Cynthia Fleury, La datafication de la vie / L'Humanité / 15/05/15

2015

Cynthia Fleury, La datafication de la vie, L'Humanité15 mai 2015.

 

En mai 2014, Hawking, Gates, Russell, Tegmark, Wilczek faisaient paraître une tribune dans The Independent sur l’intelligence artificielle, « le plus grand événement dans l’histoire humaine », mais qui « pourrait aussi être le dernier, sauf si nous apprenons comment éviter les risques » d’une telle création.

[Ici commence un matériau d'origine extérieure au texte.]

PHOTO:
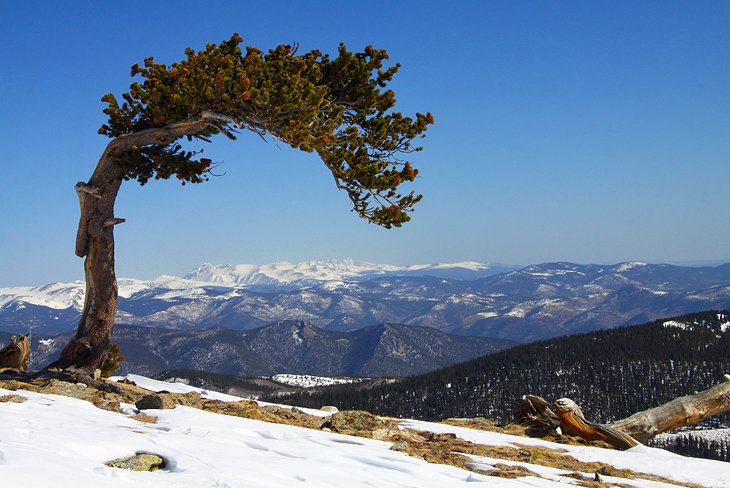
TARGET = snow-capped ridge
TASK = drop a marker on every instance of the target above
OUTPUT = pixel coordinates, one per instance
(313, 272)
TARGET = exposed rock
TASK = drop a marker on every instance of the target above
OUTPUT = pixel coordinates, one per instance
(147, 419)
(104, 404)
(166, 400)
(138, 462)
(155, 402)
(353, 421)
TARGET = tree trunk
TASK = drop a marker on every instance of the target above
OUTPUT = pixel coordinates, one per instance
(16, 354)
(628, 432)
(95, 242)
(686, 410)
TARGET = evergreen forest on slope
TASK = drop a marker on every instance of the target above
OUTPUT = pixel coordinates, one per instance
(611, 374)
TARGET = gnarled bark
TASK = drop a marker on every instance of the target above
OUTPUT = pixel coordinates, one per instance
(95, 241)
(639, 427)
(686, 410)
(17, 353)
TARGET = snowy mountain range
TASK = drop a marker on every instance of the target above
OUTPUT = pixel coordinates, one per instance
(530, 303)
(283, 347)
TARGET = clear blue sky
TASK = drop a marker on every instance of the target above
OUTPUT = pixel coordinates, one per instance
(583, 131)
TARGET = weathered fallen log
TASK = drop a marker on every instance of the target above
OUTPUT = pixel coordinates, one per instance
(17, 353)
(686, 410)
(535, 414)
(639, 427)
(573, 422)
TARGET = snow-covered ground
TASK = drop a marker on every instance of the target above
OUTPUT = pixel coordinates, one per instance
(309, 381)
(52, 440)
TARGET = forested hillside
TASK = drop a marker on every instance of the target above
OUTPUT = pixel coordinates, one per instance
(611, 374)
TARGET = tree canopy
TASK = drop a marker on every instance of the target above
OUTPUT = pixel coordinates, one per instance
(337, 107)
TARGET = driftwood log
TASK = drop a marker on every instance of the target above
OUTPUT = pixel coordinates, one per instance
(17, 353)
(640, 427)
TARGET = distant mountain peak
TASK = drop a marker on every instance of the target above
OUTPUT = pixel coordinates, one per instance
(315, 272)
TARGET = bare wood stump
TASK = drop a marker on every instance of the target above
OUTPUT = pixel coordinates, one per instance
(17, 353)
(631, 431)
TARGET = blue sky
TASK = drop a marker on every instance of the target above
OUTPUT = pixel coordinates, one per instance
(579, 131)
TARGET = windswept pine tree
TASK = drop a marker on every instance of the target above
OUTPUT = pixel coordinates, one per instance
(338, 107)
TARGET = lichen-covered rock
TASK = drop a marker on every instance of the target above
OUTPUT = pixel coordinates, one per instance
(104, 404)
(353, 421)
(155, 402)
(138, 462)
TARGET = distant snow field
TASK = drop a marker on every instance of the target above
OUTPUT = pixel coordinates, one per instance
(52, 440)
(309, 381)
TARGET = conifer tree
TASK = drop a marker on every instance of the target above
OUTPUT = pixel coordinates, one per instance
(337, 107)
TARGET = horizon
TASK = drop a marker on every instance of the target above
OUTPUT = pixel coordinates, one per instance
(579, 132)
(403, 267)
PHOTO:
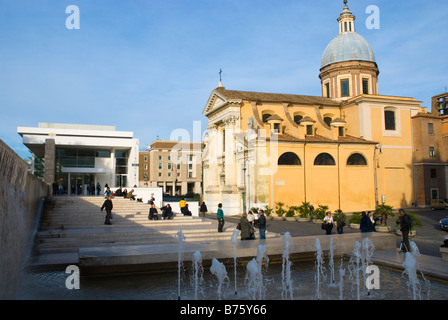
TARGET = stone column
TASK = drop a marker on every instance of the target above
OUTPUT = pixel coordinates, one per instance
(50, 160)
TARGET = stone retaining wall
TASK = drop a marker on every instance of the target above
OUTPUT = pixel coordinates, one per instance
(20, 194)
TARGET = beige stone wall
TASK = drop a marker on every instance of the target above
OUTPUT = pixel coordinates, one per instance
(20, 194)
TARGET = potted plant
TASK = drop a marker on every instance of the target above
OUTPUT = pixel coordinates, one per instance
(268, 212)
(384, 211)
(355, 220)
(319, 214)
(304, 212)
(415, 221)
(279, 210)
(342, 219)
(290, 214)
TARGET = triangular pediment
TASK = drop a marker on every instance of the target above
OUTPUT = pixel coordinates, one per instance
(215, 102)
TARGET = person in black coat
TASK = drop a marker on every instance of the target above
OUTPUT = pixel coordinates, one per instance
(108, 205)
(366, 224)
(203, 209)
(405, 222)
(153, 214)
(167, 212)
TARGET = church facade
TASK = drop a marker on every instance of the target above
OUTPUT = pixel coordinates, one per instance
(349, 149)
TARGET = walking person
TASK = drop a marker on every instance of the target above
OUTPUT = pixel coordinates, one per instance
(262, 224)
(108, 205)
(340, 222)
(203, 209)
(220, 216)
(405, 226)
(365, 224)
(153, 214)
(328, 222)
(167, 212)
(247, 231)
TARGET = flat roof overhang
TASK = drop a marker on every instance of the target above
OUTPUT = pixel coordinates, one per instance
(82, 170)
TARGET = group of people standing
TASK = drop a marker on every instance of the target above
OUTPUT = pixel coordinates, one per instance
(247, 224)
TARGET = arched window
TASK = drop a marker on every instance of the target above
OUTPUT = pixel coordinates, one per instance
(356, 159)
(289, 159)
(266, 116)
(389, 117)
(324, 159)
(297, 118)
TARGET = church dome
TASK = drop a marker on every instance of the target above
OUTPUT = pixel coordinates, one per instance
(347, 46)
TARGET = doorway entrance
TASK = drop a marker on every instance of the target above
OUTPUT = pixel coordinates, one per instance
(80, 183)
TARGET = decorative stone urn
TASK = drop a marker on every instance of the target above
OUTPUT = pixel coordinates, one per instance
(412, 233)
(354, 226)
(382, 228)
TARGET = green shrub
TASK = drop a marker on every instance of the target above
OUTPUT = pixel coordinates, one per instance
(319, 213)
(355, 218)
(304, 210)
(279, 210)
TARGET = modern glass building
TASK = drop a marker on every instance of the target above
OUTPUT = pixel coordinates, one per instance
(78, 156)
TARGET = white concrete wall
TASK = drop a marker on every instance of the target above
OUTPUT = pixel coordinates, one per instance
(192, 206)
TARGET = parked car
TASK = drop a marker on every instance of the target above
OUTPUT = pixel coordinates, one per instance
(444, 224)
(438, 204)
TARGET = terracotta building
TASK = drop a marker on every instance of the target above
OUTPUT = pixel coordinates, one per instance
(349, 149)
(174, 166)
(430, 131)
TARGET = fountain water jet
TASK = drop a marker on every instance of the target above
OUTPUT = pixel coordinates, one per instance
(180, 239)
(341, 281)
(234, 240)
(411, 269)
(198, 271)
(219, 270)
(354, 267)
(320, 270)
(368, 249)
(286, 268)
(331, 263)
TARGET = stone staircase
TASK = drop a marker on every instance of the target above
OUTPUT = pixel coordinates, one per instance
(71, 223)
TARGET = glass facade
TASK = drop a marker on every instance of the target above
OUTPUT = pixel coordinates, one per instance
(76, 183)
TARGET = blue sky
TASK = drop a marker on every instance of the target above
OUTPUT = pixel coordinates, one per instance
(149, 66)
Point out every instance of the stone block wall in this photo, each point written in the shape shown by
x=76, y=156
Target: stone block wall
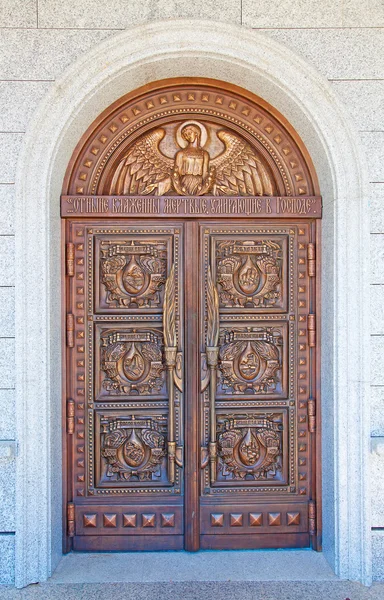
x=343, y=39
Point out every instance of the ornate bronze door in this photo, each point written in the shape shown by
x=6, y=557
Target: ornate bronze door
x=191, y=358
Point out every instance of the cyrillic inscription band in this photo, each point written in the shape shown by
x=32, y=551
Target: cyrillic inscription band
x=198, y=206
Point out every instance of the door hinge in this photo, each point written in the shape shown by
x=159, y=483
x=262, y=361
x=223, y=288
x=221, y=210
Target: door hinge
x=70, y=417
x=311, y=415
x=70, y=330
x=70, y=252
x=71, y=519
x=311, y=256
x=312, y=517
x=311, y=330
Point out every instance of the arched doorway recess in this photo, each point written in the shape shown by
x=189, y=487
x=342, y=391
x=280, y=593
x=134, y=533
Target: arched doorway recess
x=192, y=382
x=263, y=66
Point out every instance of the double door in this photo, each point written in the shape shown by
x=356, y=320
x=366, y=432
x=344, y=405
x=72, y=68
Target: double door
x=191, y=384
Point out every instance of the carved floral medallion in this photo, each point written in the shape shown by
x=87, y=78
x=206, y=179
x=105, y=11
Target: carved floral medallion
x=132, y=361
x=133, y=448
x=249, y=273
x=249, y=447
x=250, y=360
x=133, y=273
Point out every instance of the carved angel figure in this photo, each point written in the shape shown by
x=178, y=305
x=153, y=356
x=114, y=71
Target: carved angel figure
x=236, y=171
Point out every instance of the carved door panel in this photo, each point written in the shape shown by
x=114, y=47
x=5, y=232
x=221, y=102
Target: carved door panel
x=258, y=366
x=124, y=384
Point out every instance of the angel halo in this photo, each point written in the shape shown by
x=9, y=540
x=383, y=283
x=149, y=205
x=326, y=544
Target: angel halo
x=238, y=170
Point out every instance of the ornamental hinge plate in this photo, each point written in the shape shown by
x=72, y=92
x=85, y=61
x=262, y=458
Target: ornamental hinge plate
x=71, y=519
x=70, y=330
x=70, y=259
x=311, y=330
x=70, y=417
x=312, y=517
x=311, y=415
x=311, y=257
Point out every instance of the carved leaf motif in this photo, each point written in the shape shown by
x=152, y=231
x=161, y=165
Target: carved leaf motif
x=249, y=363
x=249, y=277
x=212, y=312
x=134, y=452
x=170, y=310
x=134, y=365
x=133, y=277
x=266, y=351
x=249, y=450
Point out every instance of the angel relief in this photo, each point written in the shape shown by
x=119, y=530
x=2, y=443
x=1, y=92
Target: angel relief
x=147, y=168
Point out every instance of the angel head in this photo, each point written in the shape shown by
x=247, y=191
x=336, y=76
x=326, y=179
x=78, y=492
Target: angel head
x=190, y=133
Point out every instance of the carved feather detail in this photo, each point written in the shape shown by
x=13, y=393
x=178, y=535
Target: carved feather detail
x=144, y=169
x=238, y=170
x=212, y=312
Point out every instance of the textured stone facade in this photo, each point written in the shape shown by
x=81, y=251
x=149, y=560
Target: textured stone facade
x=38, y=42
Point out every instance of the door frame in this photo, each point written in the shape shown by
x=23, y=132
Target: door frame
x=262, y=65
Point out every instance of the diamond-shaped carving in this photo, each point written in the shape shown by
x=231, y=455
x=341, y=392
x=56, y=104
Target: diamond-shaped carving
x=236, y=520
x=274, y=519
x=90, y=520
x=109, y=519
x=293, y=518
x=217, y=519
x=167, y=519
x=129, y=520
x=148, y=520
x=255, y=519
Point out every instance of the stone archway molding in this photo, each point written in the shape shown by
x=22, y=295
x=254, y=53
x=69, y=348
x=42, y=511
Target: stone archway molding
x=122, y=63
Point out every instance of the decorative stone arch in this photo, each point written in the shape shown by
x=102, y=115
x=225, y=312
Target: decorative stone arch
x=119, y=65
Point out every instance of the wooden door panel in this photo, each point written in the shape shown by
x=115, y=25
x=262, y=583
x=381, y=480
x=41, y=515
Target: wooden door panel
x=265, y=518
x=117, y=379
x=257, y=457
x=129, y=361
x=132, y=520
x=130, y=272
x=255, y=418
x=250, y=270
x=253, y=359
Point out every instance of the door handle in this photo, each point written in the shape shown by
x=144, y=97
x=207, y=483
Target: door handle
x=212, y=352
x=172, y=363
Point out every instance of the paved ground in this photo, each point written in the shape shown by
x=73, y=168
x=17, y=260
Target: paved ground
x=200, y=590
x=205, y=575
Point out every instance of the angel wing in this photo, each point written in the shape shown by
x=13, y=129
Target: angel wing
x=144, y=168
x=238, y=170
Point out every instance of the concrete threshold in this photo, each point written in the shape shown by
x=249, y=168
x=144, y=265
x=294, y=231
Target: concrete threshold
x=213, y=566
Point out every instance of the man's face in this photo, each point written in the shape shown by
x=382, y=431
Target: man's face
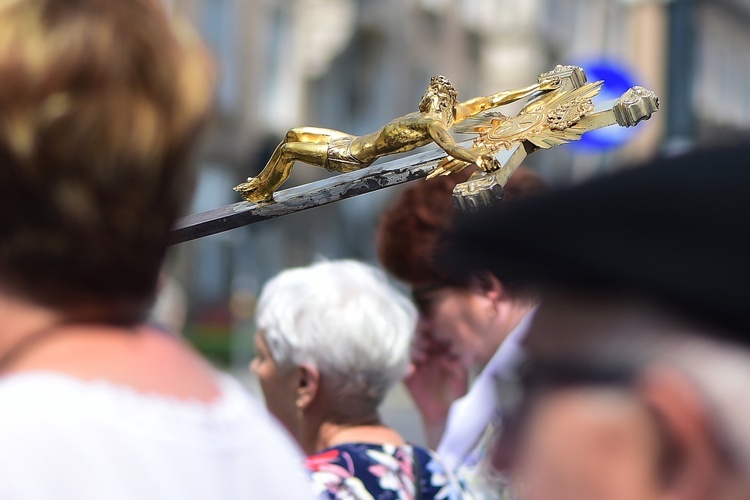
x=460, y=322
x=586, y=440
x=588, y=443
x=437, y=100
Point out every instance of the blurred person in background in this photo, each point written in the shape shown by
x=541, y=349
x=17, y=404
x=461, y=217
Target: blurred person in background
x=333, y=338
x=100, y=104
x=467, y=325
x=643, y=330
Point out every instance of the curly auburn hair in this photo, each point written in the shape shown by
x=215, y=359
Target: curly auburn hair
x=410, y=230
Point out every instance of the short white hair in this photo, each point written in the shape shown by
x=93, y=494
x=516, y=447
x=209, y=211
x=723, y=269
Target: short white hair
x=345, y=319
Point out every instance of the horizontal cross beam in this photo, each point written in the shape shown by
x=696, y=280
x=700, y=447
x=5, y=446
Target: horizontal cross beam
x=315, y=194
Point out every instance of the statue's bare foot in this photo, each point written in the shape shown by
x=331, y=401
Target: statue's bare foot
x=253, y=191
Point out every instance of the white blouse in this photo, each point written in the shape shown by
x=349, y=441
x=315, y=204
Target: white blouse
x=64, y=438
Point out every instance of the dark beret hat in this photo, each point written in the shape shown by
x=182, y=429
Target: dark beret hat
x=675, y=231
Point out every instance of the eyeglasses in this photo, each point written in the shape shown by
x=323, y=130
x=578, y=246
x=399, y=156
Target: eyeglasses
x=518, y=392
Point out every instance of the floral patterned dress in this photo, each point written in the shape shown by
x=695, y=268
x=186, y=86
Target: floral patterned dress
x=360, y=471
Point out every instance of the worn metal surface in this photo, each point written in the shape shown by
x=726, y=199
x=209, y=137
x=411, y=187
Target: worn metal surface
x=314, y=194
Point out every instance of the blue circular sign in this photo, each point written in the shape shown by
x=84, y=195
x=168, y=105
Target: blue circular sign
x=617, y=80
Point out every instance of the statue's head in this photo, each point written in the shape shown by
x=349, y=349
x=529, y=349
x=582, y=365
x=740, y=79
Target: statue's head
x=440, y=95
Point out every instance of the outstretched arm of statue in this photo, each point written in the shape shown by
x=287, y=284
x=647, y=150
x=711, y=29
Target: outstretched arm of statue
x=474, y=106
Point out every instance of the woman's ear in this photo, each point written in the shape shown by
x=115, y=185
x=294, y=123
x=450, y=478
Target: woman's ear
x=308, y=382
x=680, y=408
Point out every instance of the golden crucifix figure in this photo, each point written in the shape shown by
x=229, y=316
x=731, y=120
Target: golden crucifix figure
x=439, y=110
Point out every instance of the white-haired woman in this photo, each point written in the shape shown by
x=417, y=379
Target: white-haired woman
x=332, y=339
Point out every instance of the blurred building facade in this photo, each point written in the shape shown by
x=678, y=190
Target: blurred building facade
x=353, y=65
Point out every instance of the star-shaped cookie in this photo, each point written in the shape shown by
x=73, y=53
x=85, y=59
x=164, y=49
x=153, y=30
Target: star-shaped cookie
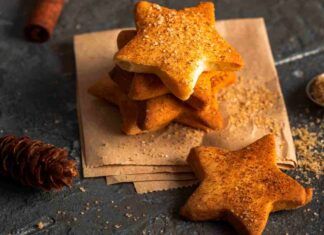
x=241, y=187
x=143, y=86
x=130, y=110
x=107, y=90
x=177, y=46
x=139, y=86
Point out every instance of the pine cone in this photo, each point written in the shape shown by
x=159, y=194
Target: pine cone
x=36, y=164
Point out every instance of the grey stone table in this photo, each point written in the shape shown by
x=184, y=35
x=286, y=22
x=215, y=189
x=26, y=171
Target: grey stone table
x=37, y=97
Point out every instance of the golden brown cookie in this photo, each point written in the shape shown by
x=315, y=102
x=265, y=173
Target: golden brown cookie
x=147, y=86
x=141, y=86
x=177, y=46
x=241, y=187
x=162, y=110
x=130, y=110
x=107, y=90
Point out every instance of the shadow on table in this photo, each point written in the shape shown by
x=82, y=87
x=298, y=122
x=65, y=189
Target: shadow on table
x=20, y=18
x=9, y=185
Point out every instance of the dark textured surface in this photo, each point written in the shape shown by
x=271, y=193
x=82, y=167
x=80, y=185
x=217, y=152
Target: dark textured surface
x=37, y=97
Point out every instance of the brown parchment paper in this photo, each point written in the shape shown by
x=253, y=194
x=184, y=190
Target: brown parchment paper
x=104, y=144
x=250, y=37
x=127, y=169
x=153, y=186
x=116, y=179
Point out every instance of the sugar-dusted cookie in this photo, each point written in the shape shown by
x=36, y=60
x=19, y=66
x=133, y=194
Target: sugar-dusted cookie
x=163, y=109
x=139, y=86
x=130, y=110
x=177, y=46
x=105, y=89
x=241, y=187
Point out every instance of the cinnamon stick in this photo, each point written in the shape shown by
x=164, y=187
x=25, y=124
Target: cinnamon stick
x=42, y=22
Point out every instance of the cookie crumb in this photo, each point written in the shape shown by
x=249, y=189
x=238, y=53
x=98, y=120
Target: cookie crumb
x=82, y=189
x=40, y=225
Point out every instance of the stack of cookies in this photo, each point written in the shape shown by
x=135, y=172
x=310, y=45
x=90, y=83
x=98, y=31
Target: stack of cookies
x=170, y=69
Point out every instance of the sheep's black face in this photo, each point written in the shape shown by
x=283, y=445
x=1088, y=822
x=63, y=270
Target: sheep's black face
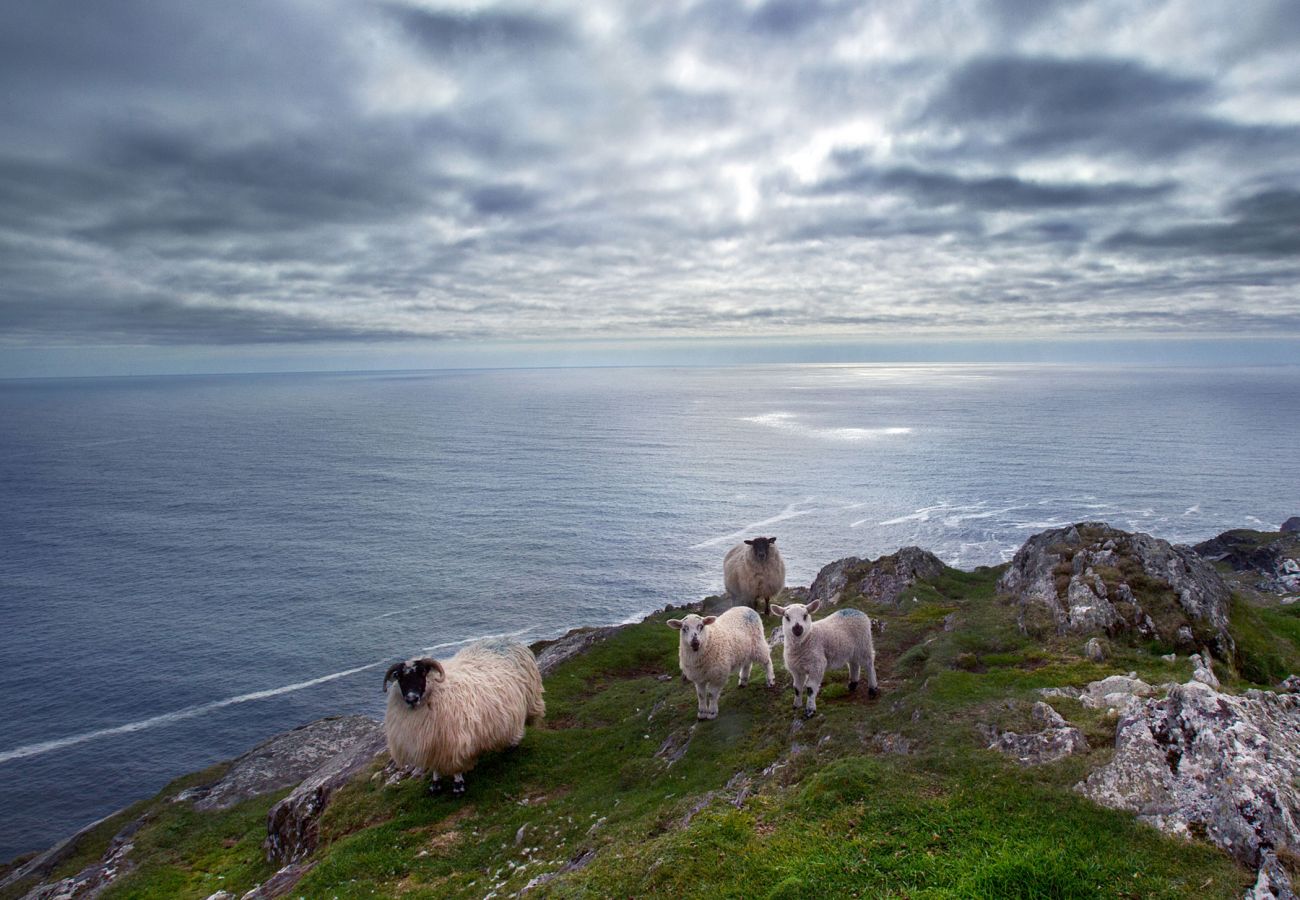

Hawking de poursuivre : « Lorsqu’on regarde plus loin, on voit qu’il n’y a pas de limites fondamentales à ce qui peut être réalisé : aucune loi physique n’empêche les particules d’être organisées selon des manières qui leur permettraient de réaliser des calculs encore plus avancés que ceux que réalisent les combinaisons de particules des cerveaux humains. Une transition explosive est possible. »

 

Si anthropologique, si civilisationnelle, soit l’aventure de l’intelligence artificielle, et elle l’est sans hésitation, celle-ci a pour condition structurelle notre regard critique et le plus désillusionné possible vis-à-vis de la technoscience. Le mot algorithme vient du nom latinisé du mathématicien perse Al-Khawarizmi (Algoritmi), un nom propre donc. Mais un nom propre qui, avec l’écoute lacanienne, non sans ironie, devient tout autre chose : algo-rythme, ou la mesure de la douleur, la mesure qui fait douleur.

 

Dans son dernier ouvrage, La Vie algorithmique. Critique de la raison numérique, Éric Sadin raconte comment la numérisation envahit nos quotidiens avec notre « consentement », qui ne sait plus à quoi il consent. En fait, parler n’intéresse plus. Faire parler les données, voilà le nouveau sésame. Danah Boyd et Kate Crawford le disent autrement, mais confirment cette tentation de se passer du langage et des sciences humaines afférentes : « C’est un monde dans lequel des quantités massives de données et les mathématiques appliquées remplacent tous les autres outils qui pourraient être utilisés. Exit toutes les théories sur les comportements humains, de la linguistique à la sociologie. Oubliez la taxinomie, l’ontologie et la psychologie. Qui peut savoir pourquoi les gens font ce qu’ils font ? Le fait est qu’ils le font, et que nous pouvons le tracer et le mesurer avec une fidélité sans précédent. Si l’on a assez de données, les chiffres parlent d’eux-mêmes. »

 

Tout va parler de lui-même, vous comprenez, donc nul besoin d’écouter les humains, ce qu’ils racontent n’étant jamais franchement clair, et tellement sujet à interprétation. L’information est sujette aussi à interprétation, mais chacun feint de l’oublier. Et Sadin de conter, entre fiction et réalité, le quotidien de l’horizon nanométrique qui nous attend : « Les nanocapteurs pourront recouvrir des surfaces sur leur totalité, sous forme de peinture ou de pellicule apposées sur des machines-outils, véhicules, avions, immeubles (…) et récolter des indications relatives aux usages, à la fréquentation, à l’usure. (…) Large paradigme qui (…) participe (…) d’une sorte de technisation achevée de la nature. »

Le silence est définitivement en passe de devenir le nec plus ultra de l’Homme.